Growing a New Antidepressant

Nine years ago, Rusty Gage shattered a neuroscience dogma when he showed human brains give birth to new neurons. Today, a company is eager to take those findings to the clinic.
By Kerry Grens


One day in mid-January 2006 Todd Carter, the director of biology at BrainCells, Inc., was sitting in front of a computer screen counting blue neurons with green snaking processes.

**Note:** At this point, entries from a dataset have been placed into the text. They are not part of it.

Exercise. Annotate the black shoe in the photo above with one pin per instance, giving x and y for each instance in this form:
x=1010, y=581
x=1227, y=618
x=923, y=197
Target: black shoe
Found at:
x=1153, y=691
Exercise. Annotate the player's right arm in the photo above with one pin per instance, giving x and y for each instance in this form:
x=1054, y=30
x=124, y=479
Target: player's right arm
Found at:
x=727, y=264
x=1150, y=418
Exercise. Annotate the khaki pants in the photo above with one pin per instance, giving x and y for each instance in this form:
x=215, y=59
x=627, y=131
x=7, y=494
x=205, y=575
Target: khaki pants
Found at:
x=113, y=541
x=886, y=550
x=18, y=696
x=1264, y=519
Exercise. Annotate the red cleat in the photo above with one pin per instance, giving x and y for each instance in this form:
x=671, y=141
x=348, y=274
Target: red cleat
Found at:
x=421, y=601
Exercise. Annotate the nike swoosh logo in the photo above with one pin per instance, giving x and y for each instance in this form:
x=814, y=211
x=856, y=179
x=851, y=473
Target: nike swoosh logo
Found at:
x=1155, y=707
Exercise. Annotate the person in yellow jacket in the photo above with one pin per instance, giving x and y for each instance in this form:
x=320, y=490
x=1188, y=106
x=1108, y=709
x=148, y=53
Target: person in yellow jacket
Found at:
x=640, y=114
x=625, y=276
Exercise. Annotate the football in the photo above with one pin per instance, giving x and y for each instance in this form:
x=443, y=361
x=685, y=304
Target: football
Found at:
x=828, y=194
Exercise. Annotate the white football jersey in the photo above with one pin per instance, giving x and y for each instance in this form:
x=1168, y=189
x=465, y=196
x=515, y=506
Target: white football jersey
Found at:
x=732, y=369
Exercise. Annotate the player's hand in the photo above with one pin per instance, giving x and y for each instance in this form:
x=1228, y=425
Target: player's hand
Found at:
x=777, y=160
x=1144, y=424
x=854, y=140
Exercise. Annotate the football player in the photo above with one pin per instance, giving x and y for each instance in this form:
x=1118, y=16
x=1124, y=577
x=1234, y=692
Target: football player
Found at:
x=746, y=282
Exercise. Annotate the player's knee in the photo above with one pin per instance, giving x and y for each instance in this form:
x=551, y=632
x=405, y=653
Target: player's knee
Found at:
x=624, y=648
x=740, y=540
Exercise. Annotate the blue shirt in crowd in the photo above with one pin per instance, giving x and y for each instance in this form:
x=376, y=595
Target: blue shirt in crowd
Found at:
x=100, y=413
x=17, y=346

An automated neuron counter had given him some promising results, and he was going back to check the raw data. These neurons started off as a sheet of human neural stem cells, and when Carter applied a compound to them they proliferated and developed into neurons. When he did the experiment again he received the same results: neurogenesis. As he counted the number of neurons, glia, and stem cells, the data matched - this compound was making new neurons at rates as good as antidepressants. It was just what he was looking for.

An enlarged view of a rat dentate gyrus granule cell layer highlighting newly generated neurons

In searching for a potential new drug that would stimulate neurogenesis similar to the way Prozac and other drugs act on animal brains, BrainCells had screened 539 compounds on countless neural stem cells before coming across this one. The compound, now called BCI540, seemed to promote neurons with reasonable potency and was not toxic to cells. When Carter blocked the compound from acting, neurogenesis vanished. "Based on the antidepressants that have been run, we knew what we were looking for as to what would be a good antidepressant," he says.

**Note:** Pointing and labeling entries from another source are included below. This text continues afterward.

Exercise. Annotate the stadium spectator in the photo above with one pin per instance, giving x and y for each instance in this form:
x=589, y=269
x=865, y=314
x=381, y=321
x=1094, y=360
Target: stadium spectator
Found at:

Carter decided to probe the drug's mechanism, and on January 27, 2006, the data came back; the drug was unique, not acting on any of the same neurotransmitters that antidepressant drugs do. BrainCells' scientists gathered to review this latest bit of BCI540's data. Carter was thrilled by the compound's unique action. "It was really exciting to know this was real, and unique. [I said,] 'Let's get it in vivo'." He turned to his colleague Andrew Morse, the company's director of pharmacology, and said, "I think I know what you'll be working on for the next month."

For three weeks Morse gave several groups of animals different doses of BCI540 and then measured their responses in two behavioral assays. In the first, called novelty suppressed feeding, Morse placed the animals in a big open chamber and measured how long it took them to eat a pellet of food placed in the middle. Chronic antidepressant use will expedite an animal's approach to the food, and that's what Morse observed. "...we got a very clear result, it looked like a classic antidepressant." In the second test Morse used, novel object recognition, antidepressants tend to reduce an animal's avoidance of a new object and increase exploration. "The novel object [assay] was not as straightforward. But we don't expect all the assays to give us the same signal." But when Morse examined the brains afterward the effect of the drug was as good as an antidepressant. "Before the data were all in the numbers were jumping off the screen. We got a very clear neurogenic effect," Morse says.

BrainCells is hoping that BCI540 is the punchline of a scientific story that began nine years ago when Rusty Gage, at the Salk Institute in La Jolla, Calif., published the first evidence of neurogenesis in human brains. Since then, BrainCells' founders have shown that all the antidepressants now in use, from agomelatine to Prozac, induce neurogenesis in animals. That made them think that other compounds that induce neurogenesis might be good antidepressants, and they hope BCI540 will be the next.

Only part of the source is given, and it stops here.